Solution: Operator Fusion and Scheduling

// Approach 1: Fuse attention + output projection
// Keep KV cache in L2 by not launching an intervening GEMM

// Approach 2: Use L2 residency control (Hopper)
// Mark KV cache as persistent before the GEMM
cudaAccessPolicyWindow kv_policy = {};
kv_policy.base_ptr = kv_cache;
kv_policy.num_bytes = kv_cache_size;
kv_policy.hitRatio = 1.0f;
kv_policy.hitProp = cudaAccessPropertyPersisting;
kv_policy.missProp = cudaAccessPropertyStreaming;
cudaStreamSetAccessPolicyWindow(stream, &kv_policy);

// GEMM kernel runs — its weight data gets streaming priority
// KV cache stays in L2 despite the GEMM traffic
gemm_kernel<<<...>>>(weights, activations, output);

// Attention kernel runs — KV cache is still in L2
attention_kernel<<<...>>>(Q, K, V, output);

Measuring L2 Interference

# Profile L2 hit rates with and without residency control
# Without:
ncu --metrics lts__t_sectors_srcunit_tex_op_read_lookup_hit.sum,\
              lts__t_sectors_srcunit_tex_op_read_lookup_miss.sum \
  -k attention_kernel ./inference_no_policy

# With:
ncu --metrics lts__t_sectors_srcunit_tex_op_read_lookup_hit.sum,\
              lts__t_sectors_srcunit_tex_op_read_lookup_miss.sum \
  -k attention_kernel ./inference_with_policy

# Expected: hit rate jumps from ~15% to ~85% with residency control

L2 Cache and Multi-GPU Considerations

On NVLink-connected GPUs (DGX H100), one GPU can access another GPU’s HBM via NVLink. These remote accesses do not go through the remote GPU’s L2 cache — they access remote HBM directly. However, the local GPU caches the remote data in its own L2:

// GPU 0 accesses GPU 1's memory:
// 1. GPU 0 L1 miss → GPU 0 L2 lookup (local)
// 2. GPU 0 L2 miss → NVLink request to GPU 1
// 3. GPU 1 HBM responds (bypasses GPU 1's L2)
// 4. Data stored in GPU 0's L2 (for future local reuse)
// Latency: ~2-3 microseconds (NVLink round trip)

MIG and L2 Partitioning

When MIG (Multi-Instance GPU) is enabled, the L2 cache is physically partitioned along with the SMs and memory controllers. Each MIG instance gets a dedicated slice of L2:

// H100 with MIG enabled:
// 7x 1g.10gb instances:
//   Each gets: ~7 MB L2, ~10 GB HBM, 16-19 SMs
// 1x 7g.80gb instance (full GPU):
//   Gets: 50 MB L2, 80 GB HBM, 132 SMs
// 2x 3g.40gb instances:
//   Each gets: ~21 MB L2, 40 GB HBM, ~44 SMs

The L2 partition is enforced by hardware. One MIG instance cannot pollute another’s L2 cache.

Summary

The L2 cache is the bandwidth multiplier for GPU workloads. Kernels that keep their working set under L2 capacity (50 MB on H100) run at 3-4x the bandwidth of kernels that must access HBM. The practical strategies: size tiles to fit in L2, use persistent kernels to maintain L2 residency across iterations, apply Hopper’s cudaAccessPolicyWindow to protect hot data from eviction by streaming traffic, use cache modifiers (ld.global.cs) to mark single-use data as streaming, and measure L2 hit rates with Nsight Compute to validate that cache-aware designs actually improve performance.
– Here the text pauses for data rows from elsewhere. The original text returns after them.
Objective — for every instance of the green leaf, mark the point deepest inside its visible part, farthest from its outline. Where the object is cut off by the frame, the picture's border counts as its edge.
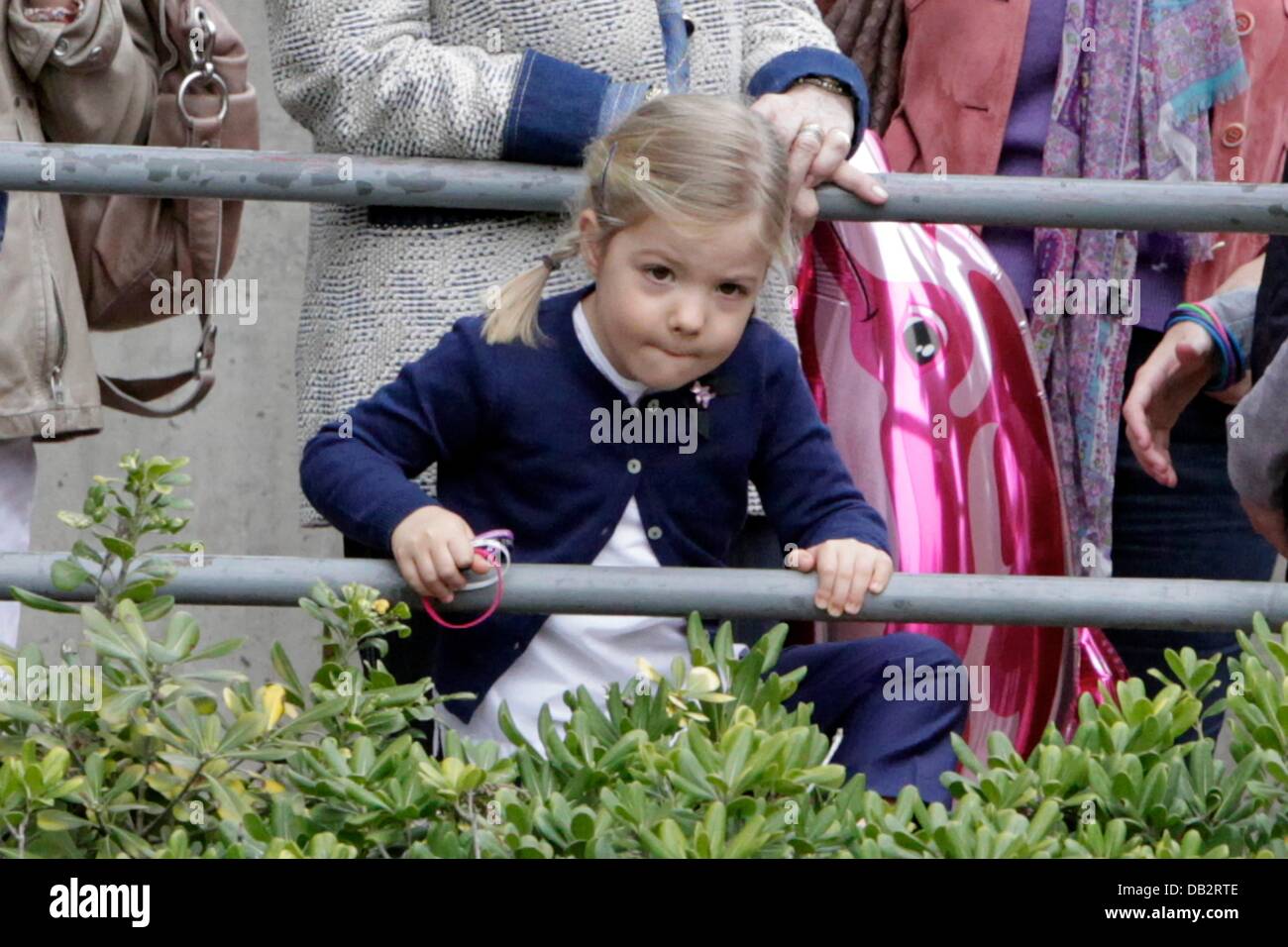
(286, 671)
(156, 608)
(248, 727)
(58, 821)
(42, 603)
(67, 575)
(77, 521)
(181, 634)
(24, 712)
(220, 650)
(117, 547)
For LLM inference specifically: the KV cache size relative to L2 capacity is the critical metric. If the KV cache fits in L2 (context length ×\times num_layers ×\times num_heads ×\times head_dim ×\times 2 ×\times precision_bytes <50\lt 50 MB), attention kernels run at L2 bandwidth. If it does not, attention becomes HBM-bandwidth-limited — and the only solution is either reducing the KV cache (GQA, quantization) or using hardware with larger L2 (Blackwell’s ~96 MB).